Of course, those same front offices once raced to pick high school students high in the first round, eager to land generational stars and in love with potential. There is no evidence the age minimum has decreased the number of bad picks or improved the team-building process at all. Meanwhile, the best prospects in the country end up spending an often shambolic seven months pretending to be students when they plan to join the NBA at first opportunity. The policy forces a warped version of college on players without immediate need for it.
And, of course, the NBA would like to strengthen that policy. Commissioner Adam Silver has openly discussed his desire to extend the age minimum an additional year so that Americans cannot enter the draft until they have been out of high school for two years or reached age 20. The players' union has pushed back, but you wonder if that group has the stomach to fight a policy that will only affect future members, not current members. It might wait until there's a new collective bargaining agreement in 2017, but chances are an extended age minimum will happen.
Friday's ruling in the Ed O'Bannon case against the NCAA probably helps, too.
The judge in the O'Bannon case ruled that the NCAA cannot prevent colleges from offering athletes a slice of TV revenue earned on the backs faces of those athletes. But that slice is limited to $5,000 per year, paid only after the work is done. So basically, in the new NCAA, Kansas can offer someone like Andrew Wiggins a full scholarship plus $5,000 per year to choose the Jayhawks.

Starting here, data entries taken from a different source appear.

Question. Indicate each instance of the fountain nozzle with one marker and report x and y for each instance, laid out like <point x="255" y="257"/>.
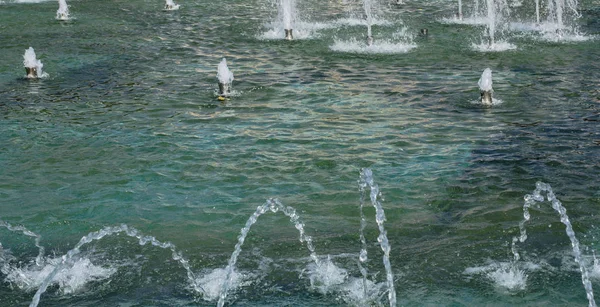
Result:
<point x="224" y="90"/>
<point x="486" y="97"/>
<point x="31" y="72"/>
<point x="288" y="34"/>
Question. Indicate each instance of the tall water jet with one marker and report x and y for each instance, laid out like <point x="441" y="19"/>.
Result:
<point x="274" y="205"/>
<point x="562" y="14"/>
<point x="225" y="77"/>
<point x="491" y="25"/>
<point x="287" y="8"/>
<point x="537" y="11"/>
<point x="530" y="200"/>
<point x="366" y="179"/>
<point x="485" y="87"/>
<point x="63" y="10"/>
<point x="171" y="6"/>
<point x="97" y="235"/>
<point x="33" y="66"/>
<point x="369" y="16"/>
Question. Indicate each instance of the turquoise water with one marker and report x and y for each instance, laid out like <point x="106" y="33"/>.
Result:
<point x="127" y="130"/>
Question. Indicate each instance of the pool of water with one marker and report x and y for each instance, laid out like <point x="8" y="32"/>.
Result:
<point x="127" y="129"/>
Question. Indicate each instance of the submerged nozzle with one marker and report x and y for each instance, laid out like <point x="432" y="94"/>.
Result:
<point x="486" y="97"/>
<point x="31" y="72"/>
<point x="288" y="34"/>
<point x="224" y="90"/>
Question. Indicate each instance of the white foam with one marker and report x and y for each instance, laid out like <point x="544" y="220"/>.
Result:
<point x="326" y="276"/>
<point x="63" y="10"/>
<point x="171" y="6"/>
<point x="223" y="73"/>
<point x="505" y="275"/>
<point x="495" y="102"/>
<point x="301" y="30"/>
<point x="361" y="22"/>
<point x="354" y="292"/>
<point x="69" y="279"/>
<point x="209" y="284"/>
<point x="485" y="81"/>
<point x="475" y="20"/>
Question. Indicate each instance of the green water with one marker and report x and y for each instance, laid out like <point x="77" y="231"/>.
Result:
<point x="127" y="130"/>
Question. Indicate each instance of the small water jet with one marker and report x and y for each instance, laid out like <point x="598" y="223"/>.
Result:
<point x="225" y="77"/>
<point x="287" y="10"/>
<point x="40" y="257"/>
<point x="366" y="179"/>
<point x="63" y="10"/>
<point x="274" y="205"/>
<point x="459" y="15"/>
<point x="369" y="18"/>
<point x="170" y="5"/>
<point x="530" y="200"/>
<point x="497" y="10"/>
<point x="66" y="260"/>
<point x="485" y="87"/>
<point x="33" y="66"/>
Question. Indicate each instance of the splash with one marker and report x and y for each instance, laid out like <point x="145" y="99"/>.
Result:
<point x="225" y="77"/>
<point x="536" y="196"/>
<point x="63" y="10"/>
<point x="66" y="260"/>
<point x="366" y="179"/>
<point x="274" y="205"/>
<point x="33" y="66"/>
<point x="505" y="275"/>
<point x="69" y="279"/>
<point x="170" y="5"/>
<point x="39" y="260"/>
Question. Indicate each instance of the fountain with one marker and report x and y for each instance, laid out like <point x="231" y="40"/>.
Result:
<point x="459" y="15"/>
<point x="66" y="260"/>
<point x="366" y="179"/>
<point x="287" y="11"/>
<point x="369" y="16"/>
<point x="497" y="10"/>
<point x="33" y="66"/>
<point x="274" y="205"/>
<point x="531" y="199"/>
<point x="537" y="11"/>
<point x="561" y="20"/>
<point x="225" y="77"/>
<point x="63" y="10"/>
<point x="485" y="87"/>
<point x="27" y="232"/>
<point x="171" y="6"/>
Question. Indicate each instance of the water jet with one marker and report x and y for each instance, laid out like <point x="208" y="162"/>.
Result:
<point x="63" y="10"/>
<point x="171" y="6"/>
<point x="225" y="77"/>
<point x="33" y="66"/>
<point x="287" y="8"/>
<point x="485" y="87"/>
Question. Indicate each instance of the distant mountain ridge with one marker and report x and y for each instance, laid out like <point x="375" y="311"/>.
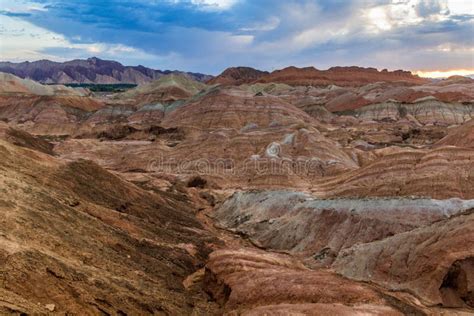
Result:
<point x="310" y="76"/>
<point x="91" y="70"/>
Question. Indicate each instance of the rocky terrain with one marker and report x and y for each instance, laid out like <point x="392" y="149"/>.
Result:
<point x="348" y="191"/>
<point x="91" y="70"/>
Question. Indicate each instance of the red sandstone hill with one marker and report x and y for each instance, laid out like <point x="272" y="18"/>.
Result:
<point x="238" y="76"/>
<point x="310" y="76"/>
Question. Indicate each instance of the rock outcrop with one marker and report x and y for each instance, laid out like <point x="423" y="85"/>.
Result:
<point x="91" y="70"/>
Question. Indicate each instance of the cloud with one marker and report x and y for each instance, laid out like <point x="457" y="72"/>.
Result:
<point x="210" y="35"/>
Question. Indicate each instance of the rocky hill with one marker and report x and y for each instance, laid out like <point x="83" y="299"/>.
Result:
<point x="237" y="76"/>
<point x="311" y="195"/>
<point x="310" y="76"/>
<point x="91" y="70"/>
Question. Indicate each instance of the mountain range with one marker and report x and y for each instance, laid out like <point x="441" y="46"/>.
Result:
<point x="91" y="70"/>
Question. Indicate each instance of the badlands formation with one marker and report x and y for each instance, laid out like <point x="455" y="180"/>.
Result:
<point x="348" y="191"/>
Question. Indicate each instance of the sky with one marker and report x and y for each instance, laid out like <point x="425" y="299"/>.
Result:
<point x="430" y="37"/>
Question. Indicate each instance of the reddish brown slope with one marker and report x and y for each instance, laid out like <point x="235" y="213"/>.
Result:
<point x="237" y="76"/>
<point x="341" y="76"/>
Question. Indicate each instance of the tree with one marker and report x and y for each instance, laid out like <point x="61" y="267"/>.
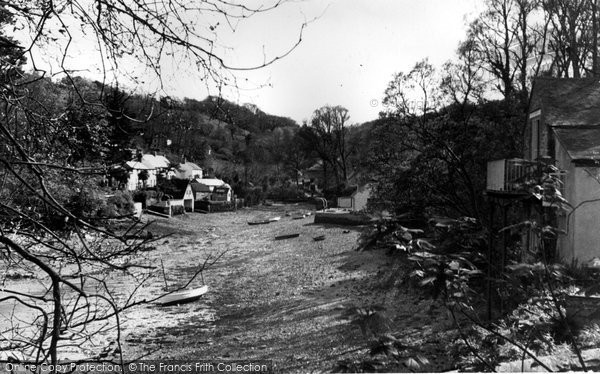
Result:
<point x="48" y="130"/>
<point x="326" y="137"/>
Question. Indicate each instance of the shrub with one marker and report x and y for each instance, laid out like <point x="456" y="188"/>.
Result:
<point x="88" y="203"/>
<point x="120" y="204"/>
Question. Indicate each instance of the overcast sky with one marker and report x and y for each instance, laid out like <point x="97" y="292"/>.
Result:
<point x="347" y="56"/>
<point x="350" y="52"/>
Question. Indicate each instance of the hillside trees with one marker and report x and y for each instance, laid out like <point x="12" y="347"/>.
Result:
<point x="326" y="137"/>
<point x="433" y="159"/>
<point x="51" y="140"/>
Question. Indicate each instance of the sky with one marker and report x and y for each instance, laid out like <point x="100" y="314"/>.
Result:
<point x="349" y="52"/>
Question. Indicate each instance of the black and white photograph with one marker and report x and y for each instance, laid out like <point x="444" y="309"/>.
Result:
<point x="299" y="186"/>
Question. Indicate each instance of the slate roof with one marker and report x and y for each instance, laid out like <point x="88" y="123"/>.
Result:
<point x="155" y="162"/>
<point x="176" y="188"/>
<point x="209" y="182"/>
<point x="188" y="166"/>
<point x="134" y="165"/>
<point x="567" y="101"/>
<point x="580" y="142"/>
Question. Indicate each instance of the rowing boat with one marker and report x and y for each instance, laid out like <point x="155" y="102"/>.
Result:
<point x="286" y="236"/>
<point x="182" y="297"/>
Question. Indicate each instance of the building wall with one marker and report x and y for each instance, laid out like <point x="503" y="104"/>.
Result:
<point x="586" y="217"/>
<point x="361" y="197"/>
<point x="581" y="242"/>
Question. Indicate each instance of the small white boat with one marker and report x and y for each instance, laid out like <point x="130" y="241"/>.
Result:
<point x="182" y="297"/>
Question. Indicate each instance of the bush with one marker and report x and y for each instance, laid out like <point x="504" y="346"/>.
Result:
<point x="88" y="203"/>
<point x="120" y="204"/>
<point x="284" y="193"/>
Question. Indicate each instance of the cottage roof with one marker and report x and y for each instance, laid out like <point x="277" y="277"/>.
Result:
<point x="176" y="188"/>
<point x="155" y="162"/>
<point x="580" y="142"/>
<point x="214" y="182"/>
<point x="567" y="101"/>
<point x="135" y="165"/>
<point x="188" y="166"/>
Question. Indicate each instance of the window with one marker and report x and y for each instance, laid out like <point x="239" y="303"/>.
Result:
<point x="535" y="138"/>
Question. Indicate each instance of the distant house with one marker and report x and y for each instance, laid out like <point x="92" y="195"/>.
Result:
<point x="157" y="165"/>
<point x="133" y="169"/>
<point x="356" y="201"/>
<point x="563" y="128"/>
<point x="188" y="170"/>
<point x="211" y="189"/>
<point x="176" y="193"/>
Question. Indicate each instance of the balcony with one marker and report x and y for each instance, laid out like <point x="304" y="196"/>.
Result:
<point x="509" y="175"/>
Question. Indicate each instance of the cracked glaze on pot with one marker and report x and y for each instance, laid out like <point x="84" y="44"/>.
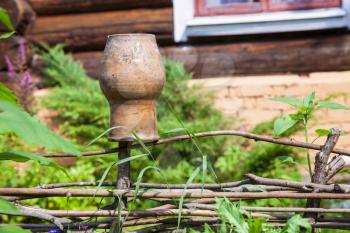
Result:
<point x="132" y="79"/>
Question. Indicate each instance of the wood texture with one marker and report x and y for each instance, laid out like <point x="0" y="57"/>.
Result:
<point x="51" y="7"/>
<point x="88" y="31"/>
<point x="21" y="14"/>
<point x="301" y="55"/>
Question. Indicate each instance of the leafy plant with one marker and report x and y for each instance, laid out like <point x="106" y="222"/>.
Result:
<point x="305" y="108"/>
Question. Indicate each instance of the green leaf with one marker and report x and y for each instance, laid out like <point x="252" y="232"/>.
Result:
<point x="322" y="132"/>
<point x="7" y="94"/>
<point x="282" y="124"/>
<point x="6" y="206"/>
<point x="308" y="100"/>
<point x="288" y="100"/>
<point x="13" y="229"/>
<point x="286" y="159"/>
<point x="16" y="120"/>
<point x="7" y="35"/>
<point x="331" y="105"/>
<point x="139" y="178"/>
<point x="26" y="156"/>
<point x="295" y="223"/>
<point x="5" y="19"/>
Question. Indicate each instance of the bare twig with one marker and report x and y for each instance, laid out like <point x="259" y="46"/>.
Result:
<point x="164" y="194"/>
<point x="306" y="186"/>
<point x="209" y="134"/>
<point x="40" y="214"/>
<point x="150" y="185"/>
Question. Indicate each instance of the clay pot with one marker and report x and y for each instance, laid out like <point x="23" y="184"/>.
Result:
<point x="132" y="79"/>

That money is a total drop in the bucket compared to what the top prospects stand to make in the NBA. (Wiggins will earn $5.5 million this season.) Heck, it's even less than the small salary afforded to NBA D-League players, which is around $25,000 per season. The O'Bannon ruling doesn't make a financial case for players to choose college over the NBA.
But it weakens one of the stronger cases against the age minimum, and that may be all Silver needs to push through his vision.
The best case against the age minimum is that it essentially forces prospects to get exploited by play for free in the NCAA. The O'Bannon ruling changes that, albeit only technically. Chances are the $5,000 figure will change, perhaps due to the agitation of an upstart college players' union. But the decision allows the NCAA to look just a bit less corrupt. It gives everyone involved the cover they need.
The question now is whether outside lawyers will get involved. Lawyer Jeffrey Kessler, a consistent NBA foe who has worked on behalf of the players' union, has sued the NCAA on antitrust grounds. As SB Nation's Kevin Trahan wrote in April, if the NBA consults the NCAA on changes to the age minimum (as Silver and NCAA head Mark Emmert have discussed doing), both groups could open themselves up to antitrust action from someone like Kessler. There's an argument to be made that if that occurs, the members of the NBA and NCAA (team owners and universities) will be conspiring to limit the earning power of all American basketball players. NBA players have an agreement with team owners on salary limits. Undrafted players don't. Now that college will be paying at least some players, any collaboration on player compensation opens the door to a challenge. As such, expect Silver to proceed cautiously.
Of course, he's built up so much early goodwill among players and pundits that he might feel comfortable pressing ahead before new union boss Michele Roberts settles in. We'll see.